The decision by the Government then to publish full-page advertisements in the newspapers based on two statements written by senior counsel arguing each side of the case may have honoured the principle of the McKenna decision but was woefully inadequate in engaging the public in an informed debate.
As an option for the Amsterdam referendum, one would have thought it was clearly ruled out by the complexity and variety of the treaty's provisions and the variety of arguments likely to be made on all sides.
Not so, it appears.
Yet how will such a commission reconcile the internationalist, anti-capitalist thrust of Joe Higgins's opposition to the treaty with Anthony Coughlan's defence of the nation state? Or the latter's opposition to the extension of EU competences with the Green demands for more environmental legislation?
How will the commission resolve issues of fact? Will it, for example, put out material saying that the treaty's provisions embroil Ireland in a nuclear alliance, an interpretation hotly contested by the Government. Responding recently to the case for direct State aid to parties and groups campaigning in the referendum, a senior diplomat told this correspondent bluntly: "You can't give them public money, they don't tell the whole story."

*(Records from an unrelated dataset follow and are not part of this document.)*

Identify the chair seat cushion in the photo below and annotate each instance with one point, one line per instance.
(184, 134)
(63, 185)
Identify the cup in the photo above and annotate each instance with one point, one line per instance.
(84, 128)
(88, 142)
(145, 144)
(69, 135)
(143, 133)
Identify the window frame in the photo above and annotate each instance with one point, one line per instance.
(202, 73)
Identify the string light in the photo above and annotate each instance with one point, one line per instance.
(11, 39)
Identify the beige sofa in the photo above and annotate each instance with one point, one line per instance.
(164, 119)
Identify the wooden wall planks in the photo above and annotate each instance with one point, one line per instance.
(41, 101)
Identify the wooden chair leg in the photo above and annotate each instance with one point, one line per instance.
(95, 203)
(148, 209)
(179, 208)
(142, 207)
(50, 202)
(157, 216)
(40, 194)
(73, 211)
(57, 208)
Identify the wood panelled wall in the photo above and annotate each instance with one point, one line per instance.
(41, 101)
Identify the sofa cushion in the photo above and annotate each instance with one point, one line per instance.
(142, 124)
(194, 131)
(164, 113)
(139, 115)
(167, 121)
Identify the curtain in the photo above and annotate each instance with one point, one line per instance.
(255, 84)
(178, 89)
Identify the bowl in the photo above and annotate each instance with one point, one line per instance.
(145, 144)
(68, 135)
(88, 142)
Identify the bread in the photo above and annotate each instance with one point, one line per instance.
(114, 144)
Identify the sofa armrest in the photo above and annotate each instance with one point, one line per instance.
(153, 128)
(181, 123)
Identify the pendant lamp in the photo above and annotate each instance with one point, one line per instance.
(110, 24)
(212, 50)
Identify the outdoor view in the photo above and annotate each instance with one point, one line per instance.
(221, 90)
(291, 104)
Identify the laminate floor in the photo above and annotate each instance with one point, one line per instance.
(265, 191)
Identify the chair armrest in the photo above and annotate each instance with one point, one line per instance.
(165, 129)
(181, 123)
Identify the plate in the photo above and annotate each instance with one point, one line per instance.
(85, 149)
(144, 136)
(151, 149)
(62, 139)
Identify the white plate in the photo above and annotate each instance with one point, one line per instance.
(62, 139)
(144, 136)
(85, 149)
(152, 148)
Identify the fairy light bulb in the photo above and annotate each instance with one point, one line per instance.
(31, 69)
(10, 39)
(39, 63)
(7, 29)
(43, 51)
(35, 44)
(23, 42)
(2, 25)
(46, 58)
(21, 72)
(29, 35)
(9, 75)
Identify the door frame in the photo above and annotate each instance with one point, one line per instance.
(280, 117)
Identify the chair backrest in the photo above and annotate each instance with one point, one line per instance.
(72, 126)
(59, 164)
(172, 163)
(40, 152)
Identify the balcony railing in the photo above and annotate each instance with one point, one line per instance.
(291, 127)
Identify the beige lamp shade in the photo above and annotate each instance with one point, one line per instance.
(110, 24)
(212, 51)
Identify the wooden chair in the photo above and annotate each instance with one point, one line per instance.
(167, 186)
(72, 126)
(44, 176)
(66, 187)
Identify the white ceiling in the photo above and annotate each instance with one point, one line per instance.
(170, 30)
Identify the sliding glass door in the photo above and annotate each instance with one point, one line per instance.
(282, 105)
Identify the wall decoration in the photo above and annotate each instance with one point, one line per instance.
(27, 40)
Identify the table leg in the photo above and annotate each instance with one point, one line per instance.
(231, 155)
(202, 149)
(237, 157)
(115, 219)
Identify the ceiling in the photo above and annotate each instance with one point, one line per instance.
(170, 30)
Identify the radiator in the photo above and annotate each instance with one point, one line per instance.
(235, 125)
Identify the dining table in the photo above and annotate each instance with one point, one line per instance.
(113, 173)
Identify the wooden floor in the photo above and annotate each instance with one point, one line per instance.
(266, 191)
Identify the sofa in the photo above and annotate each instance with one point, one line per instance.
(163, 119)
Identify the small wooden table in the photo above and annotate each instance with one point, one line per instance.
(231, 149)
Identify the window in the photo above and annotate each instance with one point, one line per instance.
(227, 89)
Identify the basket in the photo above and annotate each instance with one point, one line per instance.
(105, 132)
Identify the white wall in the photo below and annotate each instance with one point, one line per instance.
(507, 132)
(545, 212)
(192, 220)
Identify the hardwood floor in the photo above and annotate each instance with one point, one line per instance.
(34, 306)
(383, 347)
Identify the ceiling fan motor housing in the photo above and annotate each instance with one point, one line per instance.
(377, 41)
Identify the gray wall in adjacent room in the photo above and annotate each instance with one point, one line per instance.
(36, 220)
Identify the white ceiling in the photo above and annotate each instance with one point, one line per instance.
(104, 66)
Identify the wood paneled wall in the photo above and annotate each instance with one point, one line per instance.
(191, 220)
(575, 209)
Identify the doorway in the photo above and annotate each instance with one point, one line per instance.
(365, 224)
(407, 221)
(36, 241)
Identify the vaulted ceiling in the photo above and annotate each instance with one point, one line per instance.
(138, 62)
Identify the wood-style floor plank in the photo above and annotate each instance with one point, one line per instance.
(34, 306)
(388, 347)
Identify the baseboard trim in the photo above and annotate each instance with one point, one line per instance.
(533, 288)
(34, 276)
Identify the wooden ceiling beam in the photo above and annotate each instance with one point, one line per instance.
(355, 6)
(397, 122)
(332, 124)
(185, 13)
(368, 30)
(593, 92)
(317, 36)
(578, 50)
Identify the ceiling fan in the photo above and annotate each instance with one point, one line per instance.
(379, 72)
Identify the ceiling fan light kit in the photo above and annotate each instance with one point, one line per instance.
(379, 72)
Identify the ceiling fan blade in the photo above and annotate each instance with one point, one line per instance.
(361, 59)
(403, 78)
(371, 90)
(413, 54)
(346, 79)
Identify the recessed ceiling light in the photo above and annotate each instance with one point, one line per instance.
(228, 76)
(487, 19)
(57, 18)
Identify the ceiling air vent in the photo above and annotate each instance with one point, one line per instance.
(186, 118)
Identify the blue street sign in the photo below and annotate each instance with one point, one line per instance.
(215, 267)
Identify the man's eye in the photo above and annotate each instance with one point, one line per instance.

Not, of course, that all politicians are not sometimes guilty of the same offence. But the public, it seems, must be protected from the views of unrepresentative fringe groups.
That hostility to publicly funding campaigns is certainly not unrelated to the prospect in the near future of a referendum on a settlement for the North. In such a poll Sinn Fein might well seek public funding for a No campaign.
But is the public not yet to be trusted to distinguish between the bogus and the genuine? Must we really rely on a debate whose arguments are filtered and polished up by a commission of worthies, no matter how distinguished? The alternative? That practised by such mature democracies as Denmark, Sweden and Australia, whose systems have not come crashing down because anti-establishment parties receive funding during referendums.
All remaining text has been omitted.